Over at Coffee, Sun & Analytics, Xavier has a couple posts on session length. Some good thoughts there, but I was surprised at the statement

Session length = number of pages users viewed during their session on the site.

Call me old school, but I thought session length was the amount of time a user spent.

I can’t find any definitive phrase for what Xavier is talking about. At Accrue we called it Session Depth or Visit Depth (we said a session was user-centric: a user may visit many sites during a session). At Yahoo there’s no new term, it’s just “pageviews per session.”

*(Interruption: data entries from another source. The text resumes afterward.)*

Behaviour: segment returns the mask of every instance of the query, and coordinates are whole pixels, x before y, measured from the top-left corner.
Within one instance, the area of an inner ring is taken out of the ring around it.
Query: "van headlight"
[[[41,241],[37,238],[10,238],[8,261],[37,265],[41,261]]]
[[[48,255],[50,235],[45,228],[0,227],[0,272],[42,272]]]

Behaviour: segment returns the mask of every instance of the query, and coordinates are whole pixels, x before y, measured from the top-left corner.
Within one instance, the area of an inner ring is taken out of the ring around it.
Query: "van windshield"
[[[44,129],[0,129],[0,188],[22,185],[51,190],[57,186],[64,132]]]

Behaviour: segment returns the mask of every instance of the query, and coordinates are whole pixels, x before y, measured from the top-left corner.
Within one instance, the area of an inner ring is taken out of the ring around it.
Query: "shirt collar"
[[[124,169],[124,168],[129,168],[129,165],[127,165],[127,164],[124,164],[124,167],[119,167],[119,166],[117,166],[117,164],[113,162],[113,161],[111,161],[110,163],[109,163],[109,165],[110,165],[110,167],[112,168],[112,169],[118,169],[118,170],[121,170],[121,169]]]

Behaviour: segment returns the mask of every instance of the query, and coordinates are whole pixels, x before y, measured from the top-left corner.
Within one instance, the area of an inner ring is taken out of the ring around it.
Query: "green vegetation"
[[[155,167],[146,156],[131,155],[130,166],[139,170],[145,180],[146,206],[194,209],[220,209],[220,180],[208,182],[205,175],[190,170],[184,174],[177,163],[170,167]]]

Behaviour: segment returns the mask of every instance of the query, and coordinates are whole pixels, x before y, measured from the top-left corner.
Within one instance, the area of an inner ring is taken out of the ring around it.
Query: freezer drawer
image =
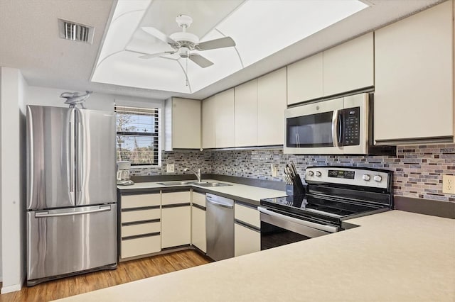
[[[27,284],[117,263],[117,205],[27,212]]]

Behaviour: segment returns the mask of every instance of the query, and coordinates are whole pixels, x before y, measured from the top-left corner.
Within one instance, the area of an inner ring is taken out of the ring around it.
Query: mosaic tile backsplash
[[[132,172],[166,174],[166,164],[174,164],[175,174],[184,174],[183,169],[188,167],[200,168],[203,173],[282,181],[290,161],[301,174],[306,167],[317,165],[392,170],[395,195],[455,202],[455,195],[442,193],[442,174],[455,174],[455,144],[400,146],[396,157],[284,155],[281,150],[164,152],[161,168],[134,169]],[[272,164],[278,166],[277,177],[272,177]]]

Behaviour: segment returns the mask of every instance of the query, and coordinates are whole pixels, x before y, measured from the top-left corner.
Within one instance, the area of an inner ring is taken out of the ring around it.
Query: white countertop
[[[360,226],[63,301],[455,301],[455,220],[348,222]]]
[[[203,179],[203,181],[209,181],[209,182],[222,182],[225,184],[230,184],[232,186],[215,186],[215,187],[206,187],[206,186],[200,186],[196,185],[192,185],[193,188],[198,188],[206,190],[210,190],[213,192],[213,194],[216,193],[222,193],[228,195],[232,195],[234,196],[238,196],[246,199],[250,199],[252,201],[259,201],[262,198],[268,198],[273,197],[280,197],[286,196],[286,192],[284,191],[279,191],[279,190],[272,190],[270,189],[264,189],[260,188],[258,186],[247,186],[245,184],[235,184],[232,182],[228,181],[222,181],[219,180],[214,179]],[[166,182],[166,181],[159,181],[159,182]],[[178,188],[179,186],[164,186],[162,184],[159,184],[157,182],[138,182],[132,186],[117,186],[117,188],[121,190],[122,192],[128,191],[128,190],[136,189],[164,189],[164,188]],[[186,186],[188,186],[186,185]]]

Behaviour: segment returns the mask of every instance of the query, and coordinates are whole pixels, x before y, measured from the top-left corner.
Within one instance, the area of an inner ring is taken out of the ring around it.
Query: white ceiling
[[[203,0],[184,2],[192,1]],[[170,96],[202,99],[443,1],[365,1],[371,6],[196,93],[187,94],[90,81],[115,1],[0,0],[0,66],[18,68],[32,86],[159,99]],[[191,13],[196,19],[197,12]],[[93,43],[60,38],[58,18],[94,26]],[[160,24],[164,31],[166,24],[175,25],[175,16],[160,14],[154,16],[154,24]]]

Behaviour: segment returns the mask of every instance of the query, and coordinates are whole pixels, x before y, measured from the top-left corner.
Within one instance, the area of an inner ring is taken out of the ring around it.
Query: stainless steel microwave
[[[287,109],[284,152],[396,154],[395,147],[372,144],[373,97],[363,93]]]

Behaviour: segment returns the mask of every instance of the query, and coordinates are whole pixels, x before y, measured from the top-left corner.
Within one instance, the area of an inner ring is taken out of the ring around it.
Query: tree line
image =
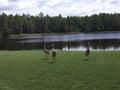
[[[91,16],[49,16],[42,12],[30,14],[0,14],[0,34],[66,33],[120,31],[120,14],[100,13]]]

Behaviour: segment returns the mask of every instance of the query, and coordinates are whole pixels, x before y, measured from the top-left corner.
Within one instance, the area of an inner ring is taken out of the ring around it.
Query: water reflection
[[[120,50],[120,33],[105,34],[70,34],[29,37],[0,38],[0,50],[51,50],[52,43],[58,50],[84,51],[90,42],[90,50]],[[93,37],[94,36],[94,37]],[[104,39],[104,37],[106,38]],[[99,38],[98,38],[99,37]]]

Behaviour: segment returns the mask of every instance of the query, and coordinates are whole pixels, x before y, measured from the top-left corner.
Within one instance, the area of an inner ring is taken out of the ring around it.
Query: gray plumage
[[[46,49],[45,44],[44,44],[44,49],[43,51],[45,52],[46,56],[49,55],[49,51]]]
[[[54,44],[52,44],[52,57],[55,58],[56,57],[56,51],[55,51],[55,48],[54,48]]]

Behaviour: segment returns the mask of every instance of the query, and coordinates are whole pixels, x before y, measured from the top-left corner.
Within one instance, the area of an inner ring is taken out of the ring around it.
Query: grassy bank
[[[120,90],[120,51],[0,51],[0,90]]]

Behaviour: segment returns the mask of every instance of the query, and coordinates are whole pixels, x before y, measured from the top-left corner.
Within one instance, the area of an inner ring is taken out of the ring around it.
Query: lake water
[[[120,50],[120,32],[0,38],[0,50],[42,50],[44,44],[51,50],[53,43],[63,51],[84,51],[88,43],[91,50]]]

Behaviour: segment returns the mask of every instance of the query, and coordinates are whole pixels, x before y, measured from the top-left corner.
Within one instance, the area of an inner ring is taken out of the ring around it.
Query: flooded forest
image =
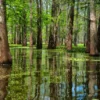
[[[0,100],[100,100],[100,0],[0,0]]]

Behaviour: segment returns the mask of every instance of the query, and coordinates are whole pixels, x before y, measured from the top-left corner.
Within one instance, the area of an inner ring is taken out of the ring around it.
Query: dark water
[[[0,66],[0,100],[100,100],[100,58],[63,50],[11,48]]]

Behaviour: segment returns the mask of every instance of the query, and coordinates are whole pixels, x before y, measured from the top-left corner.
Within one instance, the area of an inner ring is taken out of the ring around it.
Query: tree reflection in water
[[[7,95],[8,78],[11,72],[11,65],[0,65],[0,100],[5,100]]]

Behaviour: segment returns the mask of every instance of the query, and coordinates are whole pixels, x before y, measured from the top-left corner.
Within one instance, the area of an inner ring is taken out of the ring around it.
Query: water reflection
[[[67,100],[72,100],[72,60],[71,54],[67,54]]]
[[[0,100],[5,100],[7,95],[8,78],[10,72],[10,65],[0,65]]]
[[[66,51],[16,49],[6,99],[99,99],[100,61],[86,57]]]
[[[36,86],[35,86],[35,100],[40,99],[40,85],[41,85],[41,61],[42,61],[42,51],[37,51],[36,57]]]

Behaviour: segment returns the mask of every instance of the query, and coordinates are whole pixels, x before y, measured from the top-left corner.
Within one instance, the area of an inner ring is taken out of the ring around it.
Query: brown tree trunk
[[[70,54],[67,55],[67,89],[68,89],[68,94],[67,94],[67,99],[72,100],[72,61],[69,60],[71,57]]]
[[[30,46],[33,46],[32,16],[33,16],[33,0],[30,0]]]
[[[12,63],[6,27],[6,0],[0,0],[0,63]]]
[[[97,36],[98,36],[98,45],[97,45],[97,47],[98,47],[98,51],[100,52],[100,17],[99,17]]]
[[[37,49],[42,49],[42,0],[37,2]]]
[[[0,65],[0,100],[5,100],[7,96],[8,78],[11,72],[10,65]]]
[[[87,40],[86,40],[86,52],[90,52],[90,9],[89,5],[87,8],[87,15],[88,15],[88,20],[87,20]]]
[[[74,22],[74,3],[75,0],[72,0],[70,14],[69,14],[69,32],[66,38],[67,50],[72,50],[72,35],[73,35],[73,22]]]
[[[23,4],[25,1],[23,1]],[[23,21],[22,21],[22,46],[27,46],[27,34],[26,34],[26,10],[22,11]]]
[[[90,0],[90,55],[98,55],[95,0]]]
[[[50,26],[50,36],[48,49],[56,49],[57,46],[57,33],[58,33],[58,21],[57,17],[59,15],[59,2],[57,0],[52,0],[52,24]]]

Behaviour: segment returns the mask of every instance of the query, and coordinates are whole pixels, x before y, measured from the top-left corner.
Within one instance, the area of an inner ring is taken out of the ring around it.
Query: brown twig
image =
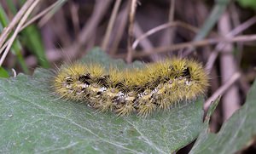
[[[229,89],[230,87],[233,85],[240,77],[240,72],[236,72],[235,74],[233,74],[233,76],[229,81],[227,81],[227,83],[222,85],[218,90],[214,92],[214,94],[210,98],[208,98],[208,100],[204,104],[204,110],[207,111],[211,103],[214,101],[219,95],[222,95],[227,89]]]
[[[143,56],[148,56],[153,54],[160,54],[160,53],[165,53],[166,51],[173,51],[177,49],[189,48],[189,47],[202,47],[206,45],[211,45],[211,44],[216,44],[218,43],[236,43],[236,42],[251,42],[256,40],[256,35],[242,35],[238,36],[233,38],[211,38],[211,39],[205,39],[201,41],[196,41],[196,42],[189,42],[189,43],[182,43],[178,44],[174,44],[172,46],[167,47],[160,47],[155,48],[154,49],[148,50],[147,52],[145,51],[137,51],[136,54],[133,55],[135,58],[140,58]],[[125,54],[118,54],[115,57],[117,58],[125,58]]]
[[[256,16],[249,19],[248,20],[245,21],[244,23],[242,23],[241,25],[240,25],[239,26],[237,26],[236,28],[232,30],[229,34],[227,34],[227,37],[234,37],[234,36],[241,33],[241,31],[245,31],[249,26],[253,26],[255,23],[256,23]],[[218,43],[218,45],[215,47],[215,49],[212,52],[212,54],[210,54],[210,56],[208,58],[207,63],[206,65],[207,70],[208,70],[208,71],[212,70],[214,61],[218,57],[218,52],[220,50],[222,50],[222,48],[224,48],[224,46],[225,46],[225,43]]]
[[[9,34],[11,32],[11,31],[14,29],[14,27],[16,26],[16,24],[19,22],[19,20],[21,19],[23,14],[27,12],[27,9],[31,7],[31,5],[33,3],[34,0],[27,0],[22,8],[20,9],[20,11],[15,14],[15,18],[12,20],[12,21],[9,23],[9,25],[5,27],[0,36],[0,47],[3,46],[4,43],[6,38],[8,37]]]
[[[183,27],[183,28],[187,28],[189,30],[190,30],[191,31],[196,33],[198,31],[198,29],[192,26],[189,26],[189,24],[186,24],[184,22],[181,22],[181,21],[172,21],[172,22],[168,22],[168,23],[166,23],[166,24],[163,24],[163,25],[160,25],[160,26],[158,26],[149,31],[148,31],[147,32],[145,32],[144,34],[143,34],[141,37],[139,37],[137,39],[136,39],[134,41],[134,43],[132,43],[132,48],[135,49],[137,46],[137,44],[139,43],[140,41],[142,41],[143,39],[148,37],[148,36],[159,31],[161,31],[161,30],[164,30],[166,28],[168,28],[168,27],[172,27],[172,26],[181,26],[181,27]]]
[[[128,40],[127,40],[127,55],[126,61],[131,63],[132,60],[133,49],[131,48],[131,42],[133,39],[133,26],[134,26],[134,18],[137,8],[137,0],[131,1],[130,7],[130,15],[129,15],[129,29],[128,29]]]
[[[12,35],[12,37],[9,38],[9,42],[0,59],[0,66],[2,66],[2,64],[3,63],[3,60],[5,59],[5,57],[7,56],[15,39],[16,38],[16,36],[18,35],[19,31],[20,31],[20,28],[22,26],[22,25],[25,23],[25,21],[26,20],[26,19],[28,18],[29,14],[32,13],[32,11],[34,9],[34,8],[38,5],[38,3],[40,2],[40,0],[36,0],[34,1],[34,3],[29,7],[29,9],[26,10],[26,12],[25,13],[24,16],[21,18],[20,23],[17,26],[17,28],[15,29],[14,34]]]

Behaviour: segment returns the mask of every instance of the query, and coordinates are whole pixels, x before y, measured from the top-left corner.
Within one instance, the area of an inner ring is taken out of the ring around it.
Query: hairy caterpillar
[[[61,67],[54,79],[55,91],[61,97],[119,116],[137,112],[145,117],[169,109],[203,94],[207,85],[208,76],[201,64],[178,58],[123,71],[77,62]]]

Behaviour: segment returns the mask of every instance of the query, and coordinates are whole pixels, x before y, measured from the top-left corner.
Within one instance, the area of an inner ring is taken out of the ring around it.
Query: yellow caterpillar
[[[73,63],[61,67],[54,79],[55,91],[61,97],[119,116],[137,112],[145,117],[169,109],[203,94],[207,86],[208,76],[201,64],[177,58],[123,71]]]

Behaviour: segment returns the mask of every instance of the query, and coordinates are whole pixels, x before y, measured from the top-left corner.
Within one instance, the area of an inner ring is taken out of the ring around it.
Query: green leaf
[[[125,66],[99,48],[83,61],[92,60]],[[55,95],[53,76],[38,69],[32,77],[0,79],[0,136],[4,139],[0,153],[172,153],[193,141],[202,128],[201,99],[146,118],[118,117]]]
[[[218,134],[208,132],[205,124],[190,153],[236,153],[250,145],[256,135],[256,82],[245,105],[223,124]]]

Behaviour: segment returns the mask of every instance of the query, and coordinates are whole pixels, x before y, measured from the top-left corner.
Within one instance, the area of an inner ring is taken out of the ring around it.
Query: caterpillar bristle
[[[76,62],[60,69],[53,86],[61,98],[84,101],[101,112],[147,117],[203,94],[208,75],[198,62],[178,58],[124,71]]]

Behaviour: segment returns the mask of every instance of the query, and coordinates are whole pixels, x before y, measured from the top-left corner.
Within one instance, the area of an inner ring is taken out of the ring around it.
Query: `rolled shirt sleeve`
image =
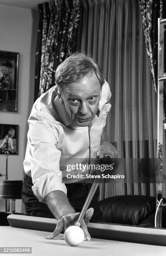
[[[59,190],[67,194],[59,168],[61,152],[56,146],[58,132],[48,122],[30,120],[29,123],[24,169],[27,175],[31,173],[34,195],[40,202],[45,202],[45,198],[52,191]]]

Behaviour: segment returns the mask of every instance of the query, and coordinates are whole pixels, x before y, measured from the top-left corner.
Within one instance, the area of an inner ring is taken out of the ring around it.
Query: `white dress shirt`
[[[111,93],[105,81],[99,103],[100,114],[93,120],[89,132],[88,126],[73,125],[57,95],[55,86],[42,94],[35,102],[28,120],[24,170],[32,177],[34,195],[42,202],[52,191],[62,190],[66,195],[62,177],[63,172],[66,172],[67,164],[74,164],[77,159],[84,161],[96,157],[111,108],[107,102]],[[76,182],[75,179],[70,179],[70,183]]]

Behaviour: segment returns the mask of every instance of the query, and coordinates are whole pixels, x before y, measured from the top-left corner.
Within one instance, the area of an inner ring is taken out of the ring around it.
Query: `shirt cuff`
[[[44,203],[46,203],[45,199],[52,191],[61,190],[66,195],[67,194],[65,184],[62,183],[62,179],[54,173],[48,174],[37,179],[32,189],[39,202]]]

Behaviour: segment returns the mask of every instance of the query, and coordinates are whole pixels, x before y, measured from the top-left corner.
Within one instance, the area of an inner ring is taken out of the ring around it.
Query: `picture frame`
[[[0,110],[17,111],[19,54],[0,51]]]
[[[18,125],[0,124],[0,154],[18,154]]]

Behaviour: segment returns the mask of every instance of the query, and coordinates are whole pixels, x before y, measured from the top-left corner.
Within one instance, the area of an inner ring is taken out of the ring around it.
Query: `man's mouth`
[[[81,123],[84,123],[84,122],[87,122],[87,121],[89,121],[90,120],[90,118],[77,118],[77,119]]]

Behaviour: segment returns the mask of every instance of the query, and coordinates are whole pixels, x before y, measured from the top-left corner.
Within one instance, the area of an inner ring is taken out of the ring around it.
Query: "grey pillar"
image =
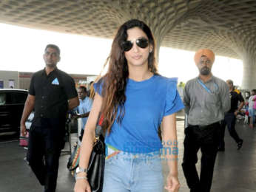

Argh. Here we have two people with a lot of experience in web analytics and we’re not even speaking the same language. What a mess!

You Say Tomato…

3 thoughts on “You Say Tomato…

  1. For the amount of time spent, we call that “session duration”. To your point, I think the confusion goes beyond semantics actually – take the example of “conversion rates”, a fundamental metric for any transactional site. I can think of at least 3 or 4 other names for this which are commonly used – close ratio, session completion rate, book to viewer ratio, etc – AND worse, the formal definition for this metrics varies across vendors (sessions/orders? unique daily visitors/orders? etc). So what does it mean to have a 3.4% conversion rate?

    I think we would all embrace some kind of standard definitions for the 10-15 key metrics we all use. But I wonder who would lead this effort – WAA? A research firm like Jupiter, Forrester or Aberdeen?

  2. kd says:

    my idea is inline with u bob. toll date my equation is something like this,

    session length/time/duration = total time spend by the user in the same site.